After freshman year, 12 percent of students do not return for their second year at St. Thomas. Another 6 to 7 percent is lost going into the third year.

“We know that people who bring in credits, tend to do better here,” Cogan said. “We like to see students come in with credits because they’ve had that college experience … and it works out well for them.”

Senior Becca Cooke came to St. Thomas as a freshman with some credits from UW-Eau Claire and advanced placement credits. She said bringing in credits allowed her to double major and take an elective in a subject she was interested in.

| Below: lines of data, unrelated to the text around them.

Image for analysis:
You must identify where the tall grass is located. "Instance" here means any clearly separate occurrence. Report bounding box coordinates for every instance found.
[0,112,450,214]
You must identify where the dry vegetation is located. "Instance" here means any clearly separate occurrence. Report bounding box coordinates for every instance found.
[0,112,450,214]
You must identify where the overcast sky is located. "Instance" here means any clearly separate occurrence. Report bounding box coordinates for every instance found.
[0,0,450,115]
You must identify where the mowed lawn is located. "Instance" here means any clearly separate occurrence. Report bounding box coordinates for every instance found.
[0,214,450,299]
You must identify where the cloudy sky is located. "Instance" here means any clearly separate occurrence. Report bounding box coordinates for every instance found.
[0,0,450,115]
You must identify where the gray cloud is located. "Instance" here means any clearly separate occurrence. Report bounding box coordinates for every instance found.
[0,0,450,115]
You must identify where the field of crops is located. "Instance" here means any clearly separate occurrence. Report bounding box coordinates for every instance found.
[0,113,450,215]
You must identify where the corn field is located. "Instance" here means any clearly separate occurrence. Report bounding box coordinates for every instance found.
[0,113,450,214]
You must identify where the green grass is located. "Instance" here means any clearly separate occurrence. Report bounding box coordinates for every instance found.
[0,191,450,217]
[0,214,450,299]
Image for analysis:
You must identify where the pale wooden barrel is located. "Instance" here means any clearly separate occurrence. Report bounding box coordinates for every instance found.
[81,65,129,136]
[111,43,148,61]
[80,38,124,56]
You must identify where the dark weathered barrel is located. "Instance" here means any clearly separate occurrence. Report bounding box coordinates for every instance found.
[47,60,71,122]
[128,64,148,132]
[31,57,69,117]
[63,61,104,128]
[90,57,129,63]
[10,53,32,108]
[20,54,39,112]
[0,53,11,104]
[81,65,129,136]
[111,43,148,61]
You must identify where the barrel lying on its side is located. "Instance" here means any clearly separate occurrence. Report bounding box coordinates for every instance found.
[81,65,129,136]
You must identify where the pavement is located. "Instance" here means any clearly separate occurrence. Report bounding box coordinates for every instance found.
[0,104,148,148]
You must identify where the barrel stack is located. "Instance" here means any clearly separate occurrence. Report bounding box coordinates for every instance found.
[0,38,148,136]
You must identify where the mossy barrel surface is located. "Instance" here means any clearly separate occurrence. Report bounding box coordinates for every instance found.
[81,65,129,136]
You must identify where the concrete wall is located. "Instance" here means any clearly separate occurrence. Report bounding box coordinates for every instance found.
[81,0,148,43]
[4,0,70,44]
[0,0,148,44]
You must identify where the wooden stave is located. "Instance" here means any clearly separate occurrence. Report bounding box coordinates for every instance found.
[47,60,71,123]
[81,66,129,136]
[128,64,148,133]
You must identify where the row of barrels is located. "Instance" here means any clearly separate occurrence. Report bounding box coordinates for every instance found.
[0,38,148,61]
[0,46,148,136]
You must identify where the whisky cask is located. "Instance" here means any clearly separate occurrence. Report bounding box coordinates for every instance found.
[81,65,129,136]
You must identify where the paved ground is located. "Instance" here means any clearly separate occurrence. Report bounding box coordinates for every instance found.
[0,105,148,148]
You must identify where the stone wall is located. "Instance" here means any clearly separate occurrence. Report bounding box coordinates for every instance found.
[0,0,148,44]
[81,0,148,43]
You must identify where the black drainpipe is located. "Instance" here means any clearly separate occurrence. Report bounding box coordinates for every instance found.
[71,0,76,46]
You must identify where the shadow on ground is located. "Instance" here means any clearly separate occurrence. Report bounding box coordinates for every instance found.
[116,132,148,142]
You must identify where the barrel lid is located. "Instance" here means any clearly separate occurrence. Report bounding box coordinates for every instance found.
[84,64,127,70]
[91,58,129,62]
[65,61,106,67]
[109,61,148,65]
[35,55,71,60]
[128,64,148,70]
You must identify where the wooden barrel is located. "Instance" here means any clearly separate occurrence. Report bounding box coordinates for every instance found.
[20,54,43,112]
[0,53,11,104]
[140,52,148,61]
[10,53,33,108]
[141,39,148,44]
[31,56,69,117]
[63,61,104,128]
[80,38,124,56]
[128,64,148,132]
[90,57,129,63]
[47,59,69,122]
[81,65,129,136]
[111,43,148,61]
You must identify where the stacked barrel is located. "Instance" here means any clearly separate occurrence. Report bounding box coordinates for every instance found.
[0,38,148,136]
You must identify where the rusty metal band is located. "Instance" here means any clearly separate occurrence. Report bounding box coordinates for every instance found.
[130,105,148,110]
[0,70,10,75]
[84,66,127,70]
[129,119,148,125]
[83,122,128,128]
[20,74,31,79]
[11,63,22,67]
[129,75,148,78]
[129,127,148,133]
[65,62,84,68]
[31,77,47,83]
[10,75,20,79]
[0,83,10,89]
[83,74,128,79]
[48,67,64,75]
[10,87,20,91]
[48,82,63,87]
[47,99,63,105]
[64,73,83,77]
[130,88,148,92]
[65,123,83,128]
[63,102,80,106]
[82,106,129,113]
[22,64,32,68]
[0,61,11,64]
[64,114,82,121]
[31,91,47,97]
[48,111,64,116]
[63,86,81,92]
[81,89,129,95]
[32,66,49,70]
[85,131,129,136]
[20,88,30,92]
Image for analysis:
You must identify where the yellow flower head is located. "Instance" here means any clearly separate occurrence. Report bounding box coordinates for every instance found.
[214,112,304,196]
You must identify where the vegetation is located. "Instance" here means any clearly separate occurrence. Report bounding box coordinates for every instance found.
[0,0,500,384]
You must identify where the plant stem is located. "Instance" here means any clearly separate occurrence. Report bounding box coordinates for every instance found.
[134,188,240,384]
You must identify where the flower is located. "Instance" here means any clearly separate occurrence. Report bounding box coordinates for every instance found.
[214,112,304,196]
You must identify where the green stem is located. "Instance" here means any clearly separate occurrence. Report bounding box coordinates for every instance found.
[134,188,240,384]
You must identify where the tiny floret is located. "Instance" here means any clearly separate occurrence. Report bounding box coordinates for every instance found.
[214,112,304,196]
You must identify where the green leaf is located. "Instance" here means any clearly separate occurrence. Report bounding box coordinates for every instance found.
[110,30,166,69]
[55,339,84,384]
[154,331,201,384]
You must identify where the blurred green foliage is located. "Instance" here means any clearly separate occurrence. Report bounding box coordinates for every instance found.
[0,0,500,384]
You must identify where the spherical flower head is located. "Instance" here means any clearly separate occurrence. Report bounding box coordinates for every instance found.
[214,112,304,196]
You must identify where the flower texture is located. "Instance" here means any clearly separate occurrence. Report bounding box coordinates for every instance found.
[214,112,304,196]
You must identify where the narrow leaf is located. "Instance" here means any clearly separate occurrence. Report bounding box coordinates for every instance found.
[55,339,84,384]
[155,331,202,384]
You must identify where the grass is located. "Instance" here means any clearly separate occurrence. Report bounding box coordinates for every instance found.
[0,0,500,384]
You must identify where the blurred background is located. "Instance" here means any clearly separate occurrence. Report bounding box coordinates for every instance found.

Even though Cooke’s PSEO credit only transferred in as an elective, she said it helped her realize what her passion was and what she wanted to major in at St. Thomas.

When averaged out across an entire class, each freshman brings about six credits into St. Thomas. But Cogan recognizes a disparity in that equation.

“What happens is it’s a little less than half of those bringing in about 12 [or] 13 credits, while the other half brings in zero,” he said.

Senior Ike Wrobel didn’t bring in any credits to St. Thomas but, looking back, he wishes he did. Bringing in credits would have opened up options for him, allowing for a double major or a minor, he said.

“My experience would have been a little more laid back than it was,” Wrobel said. “[I would have had] more time to do electives and also maybe not take four classes every semester and take J-terms.”

Since students aren’t required to apply for graduation, this year’s graduation rate will be unknown until near the end of the summer when degrees are posted.